Banks and financial institutions have promoted the word “blockchain” as a mysterious piece of software that will bring billions of dollars to banking and save consumers millions of dollars in fees. The only issue with this is, with over two years of testing, research, and implementation, not a single successful demonstration has been released to the public.
As such, the only successful implementation of the blockchain technology to date is bitcoin, which operates as a reliable and secure digital currency for users, traders, and businesses in the network. What the bitcoin network lacks in functionality and adaptability is compensated by its unprecedented security measures and protocols.

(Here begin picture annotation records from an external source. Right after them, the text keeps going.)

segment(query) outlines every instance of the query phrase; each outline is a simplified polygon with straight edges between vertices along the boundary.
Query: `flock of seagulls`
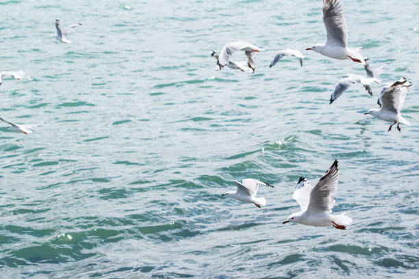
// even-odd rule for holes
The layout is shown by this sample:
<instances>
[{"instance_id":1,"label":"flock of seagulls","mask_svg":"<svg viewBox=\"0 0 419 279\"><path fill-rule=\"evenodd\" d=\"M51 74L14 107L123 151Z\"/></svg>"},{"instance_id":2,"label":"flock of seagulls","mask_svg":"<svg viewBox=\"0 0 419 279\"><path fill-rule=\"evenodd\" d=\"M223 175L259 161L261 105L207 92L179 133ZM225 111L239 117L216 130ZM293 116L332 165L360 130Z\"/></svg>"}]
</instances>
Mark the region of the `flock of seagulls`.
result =
<instances>
[{"instance_id":1,"label":"flock of seagulls","mask_svg":"<svg viewBox=\"0 0 419 279\"><path fill-rule=\"evenodd\" d=\"M343 16L342 8L339 0L323 0L322 8L323 22L327 31L326 42L316 44L307 48L306 51L313 51L322 55L340 60L349 59L356 63L361 64L366 72L366 76L348 74L340 79L331 95L331 104L339 98L351 85L361 83L368 94L372 95L370 85L372 83L381 83L379 76L388 66L388 64L381 66L377 70L371 67L368 58L364 58L359 51L362 48L349 48L347 45L348 31L346 24ZM57 34L55 39L68 44L71 43L67 38L68 34L75 27L82 25L82 23L73 24L62 30L60 20L55 20ZM246 61L231 61L231 55L236 52L244 51ZM234 70L242 72L254 73L255 70L255 57L257 53L263 51L254 44L249 42L239 41L227 44L218 55L212 51L211 55L216 59L216 70L221 70L226 66ZM296 49L286 49L278 51L274 56L269 67L274 66L279 60L285 56L294 56L299 60L303 66L303 59L305 57ZM3 79L12 77L21 79L25 76L23 71L0 72L0 85ZM368 110L364 114L370 114L382 120L392 122L388 129L397 124L397 129L400 131L401 123L410 125L410 123L401 114L403 106L407 88L411 86L405 77L393 83L383 86L379 96L377 104L379 108ZM0 118L0 121L8 124L8 128L12 131L29 134L32 133L29 129L38 125L19 125L7 121ZM45 123L45 122L44 122ZM299 223L307 226L329 226L340 230L346 229L346 226L351 224L352 219L346 214L332 215L332 208L335 204L333 196L336 194L338 184L338 163L335 160L332 165L326 172L326 174L320 179L316 186L313 187L305 178L301 177L295 187L292 196L297 201L301 209L300 212L291 214L283 224L288 222ZM273 186L255 179L244 179L242 183L235 181L237 186L236 191L227 191L223 196L231 197L243 202L253 203L260 208L266 204L266 200L263 197L257 197L259 186Z\"/></svg>"},{"instance_id":2,"label":"flock of seagulls","mask_svg":"<svg viewBox=\"0 0 419 279\"><path fill-rule=\"evenodd\" d=\"M307 48L306 51L314 51L322 55L340 59L349 59L362 64L366 72L366 75L348 74L340 79L335 85L335 89L331 94L330 104L351 85L361 83L367 92L372 96L371 85L380 84L381 74L388 66L388 63L382 65L374 70L370 64L370 59L364 57L359 51L361 47L353 49L348 47L348 31L346 23L343 16L342 5L339 0L323 0L323 22L327 34L326 42L314 44ZM237 64L230 61L230 55L237 51L243 51L247 57L247 65ZM220 55L213 51L212 56L217 59L216 70L221 70L225 66L229 68L241 70L243 72L250 68L250 72L255 72L254 55L255 52L260 52L261 49L245 42L236 42L226 44ZM300 60L303 66L303 59L305 56L296 49L287 49L280 51L275 55L269 67L275 66L285 56L295 56ZM239 66L238 66L239 65ZM368 110L364 114L370 114L382 120L392 122L388 129L397 124L397 129L401 131L400 124L410 125L410 123L401 114L403 107L407 88L411 83L405 77L393 83L385 84L381 88L377 104L379 108ZM296 200L301 209L300 212L290 215L282 224L288 222L298 223L307 226L333 226L339 230L345 230L346 226L352 223L352 218L346 213L332 215L332 208L335 204L333 196L335 196L338 184L338 162L335 160L332 165L326 172L326 174L320 179L316 186L313 187L310 183L303 177L299 180L292 198ZM228 191L223 194L244 202L253 203L257 207L266 204L264 198L256 197L259 186L273 186L254 179L244 179L242 183L235 181L237 186L236 191Z\"/></svg>"}]
</instances>

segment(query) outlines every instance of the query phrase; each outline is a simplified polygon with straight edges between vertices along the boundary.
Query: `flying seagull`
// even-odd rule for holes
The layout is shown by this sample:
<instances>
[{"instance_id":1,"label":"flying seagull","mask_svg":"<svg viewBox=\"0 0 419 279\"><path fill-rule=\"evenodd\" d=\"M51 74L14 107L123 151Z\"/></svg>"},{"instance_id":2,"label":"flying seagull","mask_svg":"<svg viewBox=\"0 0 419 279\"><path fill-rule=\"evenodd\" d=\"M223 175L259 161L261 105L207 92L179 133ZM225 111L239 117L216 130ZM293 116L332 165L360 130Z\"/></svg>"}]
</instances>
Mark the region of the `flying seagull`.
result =
<instances>
[{"instance_id":1,"label":"flying seagull","mask_svg":"<svg viewBox=\"0 0 419 279\"><path fill-rule=\"evenodd\" d=\"M218 60L218 54L214 51L212 51L212 53L211 53L211 56L216 59L217 61ZM247 62L233 62L232 61L229 61L229 64L227 64L227 66L232 69L234 69L234 70L240 70L242 72L253 72L252 69L251 69L250 68L247 66ZM217 64L216 70L220 70L218 64Z\"/></svg>"},{"instance_id":2,"label":"flying seagull","mask_svg":"<svg viewBox=\"0 0 419 279\"><path fill-rule=\"evenodd\" d=\"M359 75L348 75L347 77L342 79L336 83L335 90L330 96L330 103L331 104L335 100L339 98L349 86L357 83L361 83L370 95L372 96L372 90L370 85L374 81L374 79L373 78L364 77Z\"/></svg>"},{"instance_id":3,"label":"flying seagull","mask_svg":"<svg viewBox=\"0 0 419 279\"><path fill-rule=\"evenodd\" d=\"M338 160L332 164L316 186L303 177L300 177L295 187L292 198L300 205L301 211L291 214L282 224L299 223L307 226L333 226L339 230L345 230L352 223L352 219L346 213L332 215L335 205L332 198L338 191Z\"/></svg>"},{"instance_id":4,"label":"flying seagull","mask_svg":"<svg viewBox=\"0 0 419 279\"><path fill-rule=\"evenodd\" d=\"M237 185L237 191L230 191L223 194L223 196L231 197L240 202L253 203L259 208L266 205L266 200L265 200L265 198L255 197L257 189L259 189L259 186L268 186L272 188L274 187L273 186L251 178L244 179L242 182L243 183L240 183L238 181L234 181Z\"/></svg>"},{"instance_id":5,"label":"flying seagull","mask_svg":"<svg viewBox=\"0 0 419 279\"><path fill-rule=\"evenodd\" d=\"M72 24L71 25L67 26L64 31L61 30L61 27L60 27L60 20L55 19L55 28L57 29L57 35L55 36L55 39L58 40L60 42L64 42L66 44L71 43L71 41L67 39L67 35L68 33L77 27L79 25L82 25L83 23L79 23L75 24Z\"/></svg>"},{"instance_id":6,"label":"flying seagull","mask_svg":"<svg viewBox=\"0 0 419 279\"><path fill-rule=\"evenodd\" d=\"M323 22L327 33L326 42L314 44L305 50L312 50L339 60L351 59L365 64L364 57L358 49L350 49L347 46L348 30L342 5L338 0L323 0Z\"/></svg>"},{"instance_id":7,"label":"flying seagull","mask_svg":"<svg viewBox=\"0 0 419 279\"><path fill-rule=\"evenodd\" d=\"M3 121L5 123L8 124L9 127L8 129L13 132L16 133L23 133L25 135L27 135L28 133L32 133L31 130L29 130L29 128L34 127L34 125L18 125L17 124L14 124L8 121L5 120L2 118L0 117L0 121Z\"/></svg>"},{"instance_id":8,"label":"flying seagull","mask_svg":"<svg viewBox=\"0 0 419 279\"><path fill-rule=\"evenodd\" d=\"M272 60L272 62L270 62L269 68L273 67L274 65L276 64L277 62L278 62L278 61L282 59L284 56L288 55L295 56L296 57L297 57L300 60L300 65L301 65L301 67L303 66L303 58L305 57L305 56L304 56L303 53L301 53L301 51L297 49L286 49L283 51L279 51L277 53L277 54L274 57L273 60Z\"/></svg>"},{"instance_id":9,"label":"flying seagull","mask_svg":"<svg viewBox=\"0 0 419 279\"><path fill-rule=\"evenodd\" d=\"M0 85L3 83L3 78L12 77L17 80L21 80L25 76L25 72L18 70L16 72L0 72Z\"/></svg>"},{"instance_id":10,"label":"flying seagull","mask_svg":"<svg viewBox=\"0 0 419 279\"><path fill-rule=\"evenodd\" d=\"M237 51L243 51L247 58L247 66L252 69L252 72L255 72L255 53L262 51L262 49L257 46L246 42L234 42L227 44L223 49L217 59L217 66L219 70L227 65L230 61L230 55Z\"/></svg>"},{"instance_id":11,"label":"flying seagull","mask_svg":"<svg viewBox=\"0 0 419 279\"><path fill-rule=\"evenodd\" d=\"M392 131L393 125L397 123L397 129L400 132L400 123L410 125L409 121L400 114L406 98L407 88L410 86L411 83L407 81L405 77L401 78L388 88L381 90L378 99L379 105L381 104L381 108L371 109L364 114L371 114L381 120L392 122L393 124L388 128L388 132Z\"/></svg>"}]
</instances>

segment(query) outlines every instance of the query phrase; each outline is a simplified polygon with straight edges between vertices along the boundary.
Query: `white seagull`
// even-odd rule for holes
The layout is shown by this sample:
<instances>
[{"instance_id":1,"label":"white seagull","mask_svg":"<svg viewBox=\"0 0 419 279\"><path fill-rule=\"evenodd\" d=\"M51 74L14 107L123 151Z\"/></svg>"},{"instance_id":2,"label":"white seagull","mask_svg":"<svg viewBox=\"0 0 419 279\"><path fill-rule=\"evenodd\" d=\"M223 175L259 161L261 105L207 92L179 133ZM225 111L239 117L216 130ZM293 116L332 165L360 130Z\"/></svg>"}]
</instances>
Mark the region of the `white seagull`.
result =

Private blockchains, also referred to as permissioned ledgers and centralized blockchains, are networks that replicate the structure of bitcoin without the proper utilization of cryptography, encryption, and decentralization. Essentially, they are federated databases that hold the capability of processing cross-institutional settlement of data.
Since 2015, an increasing number of banks and financial establishments have announced their interests in the blockchain technology. They’ve created a variety of consortiums, blockchain labs, research centers, and startup accelerators to integrate private blockchains into their systems. With the world’s most talented developers, banks have been struggling to show a working demonstration.
The simple reason behind the approach of banks and financial institutions in the integration process of private blockchains is, their objective goes against both technological and economical logic of the blockchain technology and crypto-networks in general.
Removing immutability of a blockchain network and expecting it to operate with viable security measures is like eliminating the engine of an airplane and expecting it to fly; Blockchain networks like Bitcoin run in a decentralized ecosystem to design an impenetrable and unbreakable ledger of data. Thus, even if certain blockchain networks are expensive to run, considering the benefits of having an unalterable ledger of data, it is worth sustaining.
In fact, blockchain networks are inefficient in running complex settlement of data and operations in general, as it is limited in the range of technological executions it can make. This restriction of flexibility of a blockchain network is what makes it so much more secure, reliable and robust compared to other data-based networks.
Banks are struggling to implement blockchain networks onto their existing systems because of the consequences of low security measures. Since they focus on the development of centralized blockchains, the security measures of bank-designed blockchains are identical to traditional SQL databases.
— Henry Brade (@Technom4ge) September 27, 2016
Experts presume that the weaknesses and vulnerabilities of bank and financial institutions’ private blockchain networks will force “blockchain startups” to pivot back to the bitcoin network for security and reliability.